Dr. Robin F. Goodman, director of the Billy Esposito Foundation Bereavement Center in New York, says that one of the more important elements of getting through the day is planning for it in whatever way you deem appropriate.

“There’s the emotional strategies and the practical strategies to get through it,” Goodman says. “For people who have lost their mothers, they are sometimes surprised that it is hard. Rather than be surprised, they should understand that it’s normal that it might be difficult. It’s not a sign of something bad — you’re not crazy, you’re not grieving badly. “

Kate Atwood founded Kate’s Club in Atlanta to help children in the aftermath of losing a loved one. Atwood started the nonprofit in response to her own experiences feeling alone after losing her mother at age 12.

“It’s ok to grieve. Mother’s Day is a hard day for us who don’t have moms, but there are also appropriate and uplifting ways for you to honor your mom after she’s passed,” she says. “I certainly try to do that each year. I’ll do something girly, like treat myself to a spa day; something that I may have done with my mom had she been here. It’s still a hard day for me to get through, but there are great ways to celebrate it and honor the person that you’ve lost.

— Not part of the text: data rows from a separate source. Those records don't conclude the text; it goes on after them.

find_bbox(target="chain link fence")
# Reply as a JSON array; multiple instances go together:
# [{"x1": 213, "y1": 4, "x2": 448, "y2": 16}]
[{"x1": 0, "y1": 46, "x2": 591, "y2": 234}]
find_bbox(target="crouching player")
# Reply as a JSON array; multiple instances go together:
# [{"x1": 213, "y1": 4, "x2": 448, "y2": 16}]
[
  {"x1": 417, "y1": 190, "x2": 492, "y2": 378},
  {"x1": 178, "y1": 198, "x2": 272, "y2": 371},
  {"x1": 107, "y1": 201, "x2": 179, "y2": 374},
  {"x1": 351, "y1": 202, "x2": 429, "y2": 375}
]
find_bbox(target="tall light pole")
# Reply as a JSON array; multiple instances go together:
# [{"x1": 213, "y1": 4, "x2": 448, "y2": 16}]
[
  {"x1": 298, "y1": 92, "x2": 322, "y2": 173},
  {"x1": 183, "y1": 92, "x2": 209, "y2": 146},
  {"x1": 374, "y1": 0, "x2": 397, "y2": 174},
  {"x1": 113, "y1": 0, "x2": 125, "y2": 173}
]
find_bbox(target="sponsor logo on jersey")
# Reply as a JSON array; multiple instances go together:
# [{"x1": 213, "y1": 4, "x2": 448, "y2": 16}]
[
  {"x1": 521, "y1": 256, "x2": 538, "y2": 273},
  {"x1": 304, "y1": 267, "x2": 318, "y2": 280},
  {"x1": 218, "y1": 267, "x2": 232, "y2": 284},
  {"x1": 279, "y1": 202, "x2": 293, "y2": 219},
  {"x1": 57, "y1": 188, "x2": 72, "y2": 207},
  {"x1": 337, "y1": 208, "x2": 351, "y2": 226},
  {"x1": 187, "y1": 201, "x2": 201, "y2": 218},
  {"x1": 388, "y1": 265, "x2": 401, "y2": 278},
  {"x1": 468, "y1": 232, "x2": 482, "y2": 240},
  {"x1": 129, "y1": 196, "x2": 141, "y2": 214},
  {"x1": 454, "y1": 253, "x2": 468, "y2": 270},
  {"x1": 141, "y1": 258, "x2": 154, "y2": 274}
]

What can friends or partners of people who are without a mom do to make it easier on this holiday?

“The most important thing to do is acknowledge it,” Atwood says. “It is a great gift on that day when a friend or companion acknowledges that it may be a difficult day for you. Don’t try to walk around it. You can send a card or an e-mail or even go so far as to say ‘Do you want to do something fun today to honor your mom?’ Really try to find that seed of hope or opportunity to celebrate that person who was important in your life.”

Katherine Morgan, the woman who lost her mother 20 years ago, tries to reach that point today.

“I’ve figured out other ways to celebrate the day, such as honoring and remembering all the other mothers in my life with a card or an e-mail — aunts, friends, mother-in-law, all my ’surrogate mothers’ — women who are older than I am that I’ve collected over the years,” she says. “On most Mother’s Days, I go to the cemetery and visit with my mom for awhile. And, my favorite way to pass the day is with my own-now grown-children if I can.”